One of the more interesting applications of algorithmic action can be seen in Jürgen Schmidhuber’s work on artificial curiosity.
Schmidhuber has been building what he calls ‘artificial scientists and artists’ that possess an algorithmic mechanism for motivating invention. He provides a brief and fairly straightforward description of his creative machines in the transcript of a talk he gave at TEDxLausanne on January 20.
Let me explain it in a nutshell. As you are interacting with your environment, you record and encode (e.g., through a neural net) the growing history of sensory data that you create and shape through your actions.
Any discovery (say, through a standard neural net learning algorithm) of a new regularity in the data will make the code more efficient (e.g., less bits or synapses needed, or less time). This efficiency progress can be measured — it’s the wow-effect or fun! A real number.
This ‘efficiency progress’ or ‘learning progress’ is the ongoing and successful compression of data, the discovery of regularities or symmetries that reduce the work necessary to encode the data. The webpage describing Schmidhuber’s Theory of Creativity says that
Since 1990 Jürgen Schmidhuber has built curious, creative agents that may be viewed as simple artificial scientists & artists with an intrinsic desire to explore the world by continually inventing new experiments.
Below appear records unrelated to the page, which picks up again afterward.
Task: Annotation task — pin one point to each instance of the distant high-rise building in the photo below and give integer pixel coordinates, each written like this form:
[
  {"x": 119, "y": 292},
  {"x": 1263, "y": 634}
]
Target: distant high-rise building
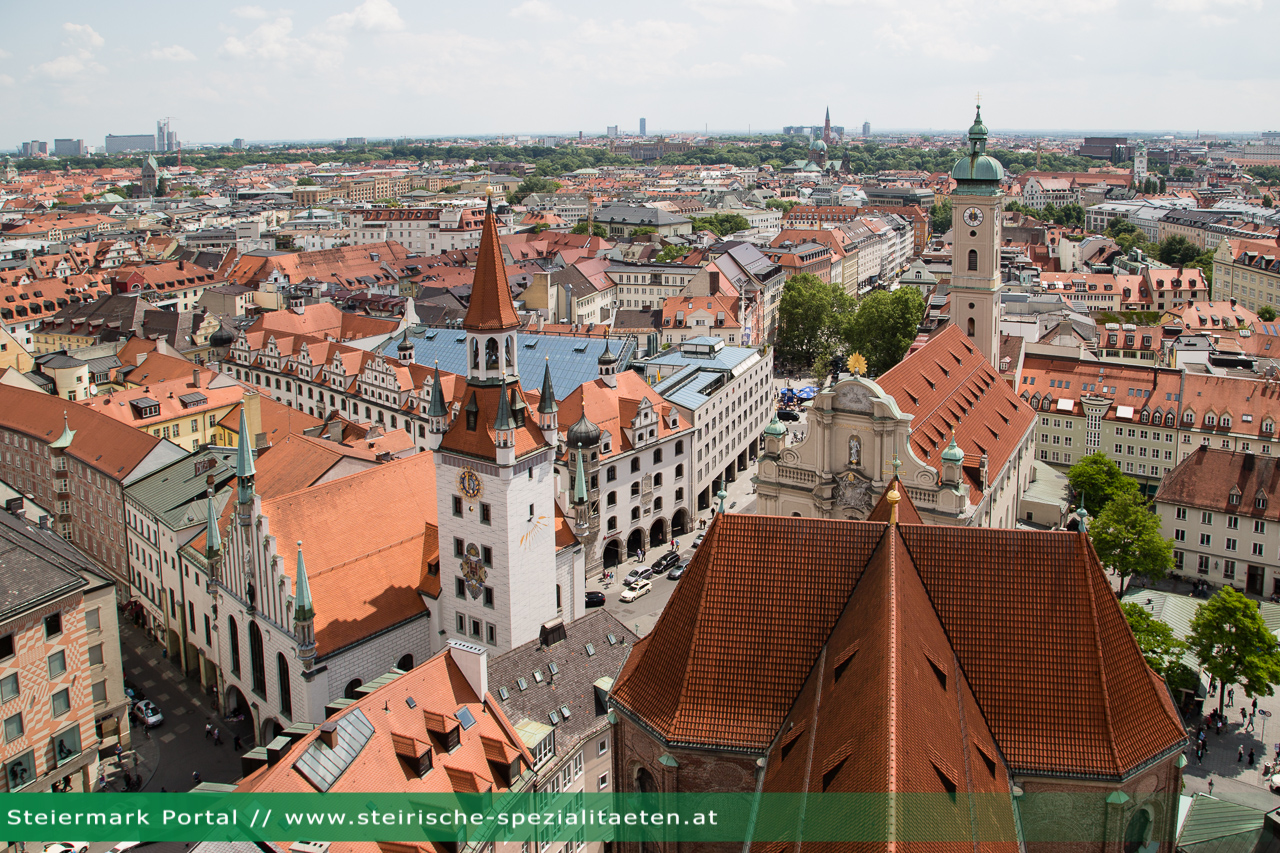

They never stop generating novel & surprising stuff…..
It’s an interesting model, and clearly effective. The question, of course, is to what extent does it account for human creativity. It does make use of an important development in artificial intelligence – the artificial Recurrent Neural Network – one that mimics the feedback mechanisms in the brain. But it is still algorithmic in nature.
Yet nobel laureate and neuroscientist Gerald Edelman thinks it’s clear that the brain does not function algorithmically. Edelman has been working on a theory of mind since the late 70’s. During an interview for Discover in 2009, he says that someday scientists will make a conscious artifact. He was then asked that if by proposing the possibility of artificial consciousness he was comparing the human brain to a computer? And his answer was
No. The world is unpredictable, and thus it is not an unambiguous algorithm on which computing is based. Your brain has to be creative about how it integrates the signals coming into it. And computers don’t do that. The human brain is capable of symbolic reference, not just syntax. Not just the ordering of things as you have in a computer, but also the meaning of things, if you will.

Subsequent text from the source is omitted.